From the early 1980s increasingly he focused his foreign adventures on more peaceful matters. He traveled extensively through Indonesia, India, and Africa returning with powerful essays on places and people. He also has been chronicling the English countryside – in particular the landscapes of Somerset – and creating meticulously constructed still lifes all to great acclaim. “I had long been uncomfortable with my label of war photographer, which suggested an almost exclusive interest in the suffering of other people. I knew I was capable of another voice”, Don had said. However, many had criticized that his landscapes too looks like war. “I am a photographer, not an artist, and I don’t make art” he repeatedly iterates. Don continues to be attracted to photograph war. In October 2015, Don traveled to Kurdistan in northern Iraq to photograph the Kurds’ three-way struggle with ISIS, Syria, and Turkey.
Angelina Jolie has been developing her career as an anti-war filmmaker and a bio-pic about Don McCullin will be a deal-breaker. To be titled Unreasonable Behavior after McCullin’s autobiography, the film will be centered around his coverage of international conflicts. Actor Tom Hardy will portray the role.
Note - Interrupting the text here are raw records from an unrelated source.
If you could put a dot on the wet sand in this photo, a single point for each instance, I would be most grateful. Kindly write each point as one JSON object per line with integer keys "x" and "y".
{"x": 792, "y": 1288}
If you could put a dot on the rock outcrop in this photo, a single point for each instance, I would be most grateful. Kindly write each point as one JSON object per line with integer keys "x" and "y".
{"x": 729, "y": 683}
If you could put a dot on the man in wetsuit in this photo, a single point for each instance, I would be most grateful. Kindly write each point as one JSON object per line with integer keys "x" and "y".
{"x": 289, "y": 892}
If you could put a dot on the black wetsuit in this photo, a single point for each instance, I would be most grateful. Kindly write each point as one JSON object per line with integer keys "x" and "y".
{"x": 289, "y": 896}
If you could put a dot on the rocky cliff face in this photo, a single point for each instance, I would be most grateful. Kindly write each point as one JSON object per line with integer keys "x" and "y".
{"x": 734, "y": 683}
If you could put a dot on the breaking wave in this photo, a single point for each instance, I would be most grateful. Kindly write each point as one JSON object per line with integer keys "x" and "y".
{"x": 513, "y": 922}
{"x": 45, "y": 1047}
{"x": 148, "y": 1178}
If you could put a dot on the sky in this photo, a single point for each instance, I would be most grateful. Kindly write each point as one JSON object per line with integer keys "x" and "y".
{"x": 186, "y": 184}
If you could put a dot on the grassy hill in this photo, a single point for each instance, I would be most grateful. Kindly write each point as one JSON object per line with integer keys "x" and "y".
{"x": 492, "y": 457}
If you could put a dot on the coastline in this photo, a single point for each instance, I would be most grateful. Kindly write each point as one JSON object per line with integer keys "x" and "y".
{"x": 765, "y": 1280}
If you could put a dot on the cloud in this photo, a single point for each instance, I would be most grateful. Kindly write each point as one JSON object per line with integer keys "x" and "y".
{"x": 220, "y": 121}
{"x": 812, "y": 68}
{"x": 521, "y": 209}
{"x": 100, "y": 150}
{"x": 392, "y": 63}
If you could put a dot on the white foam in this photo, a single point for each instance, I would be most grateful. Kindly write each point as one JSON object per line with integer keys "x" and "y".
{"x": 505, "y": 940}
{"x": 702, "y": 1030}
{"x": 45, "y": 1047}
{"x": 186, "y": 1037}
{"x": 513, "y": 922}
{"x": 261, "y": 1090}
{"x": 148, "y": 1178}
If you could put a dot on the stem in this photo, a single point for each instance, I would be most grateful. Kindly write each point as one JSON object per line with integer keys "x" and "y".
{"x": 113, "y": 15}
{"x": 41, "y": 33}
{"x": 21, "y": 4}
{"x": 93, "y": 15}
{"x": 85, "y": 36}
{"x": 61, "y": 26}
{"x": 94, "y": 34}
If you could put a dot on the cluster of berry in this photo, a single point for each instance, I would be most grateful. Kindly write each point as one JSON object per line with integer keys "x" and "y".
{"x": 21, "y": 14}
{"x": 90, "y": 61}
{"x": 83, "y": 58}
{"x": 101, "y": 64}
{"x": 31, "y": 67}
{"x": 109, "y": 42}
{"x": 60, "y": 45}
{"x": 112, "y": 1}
BAFTA-nominated screenwriter Gregory Burke (’71) wrote the Unreasonable Behaviour script, with additional production being handled by Tim Bevan and Eric Fellner (Darkest Hour). McCullin will be actively involved in its production as the executive producer. Unreasonable Behaviour marks Jolie’s fifth scripted feature as a director, following In the Land of Blood and Honey (2011), By the Sea (2015), First They Killed My Father (2017), and 2014 blockbuster Unbroken, which went on to receive three Oscar nods atop of grossing $115 million at the domestic box office.
In the political systems, as they exist, we have no legal opportunity to effectively influencing the conduct of wars waged in our name. To realize this and to act accordingly is the only effective way of responding to what the photograph shows. Yet the double violence of the photographed moment actually works against this realization.
– John Berger
Don McCullin and his works have received quite a lot of criticism as well. English art critic John Berger had pointedly asked, “What effects do such (photographs of agony) have?.” In recent years, the world of Photo-Journalism has received a lot of criticism, especially about the ethics of representation. There are a certain demand and fame that comes with haunting images of war and poverty. It is as if, the more violent and sensational an image is, the more it is viewed and circulated – and even though it has raised awareness about what’s happening around the world – photographs of war have made only a little difference. The photographers themselves are not devoid of such concerns. Once Don McCullin commented, “Looking back, it served no purpose, my life. I doubt whether I have made any difference. It is as if I am preaching to the converted.”
Commerce apart, hopefully, Angeline Jolie’s biopic about Don McCullin, his life, contributions, challenges, and dilemmas provokes some dialogues, not only about the horrors of war, but also the ethics of war photography. The release date of the film is yet to be announced.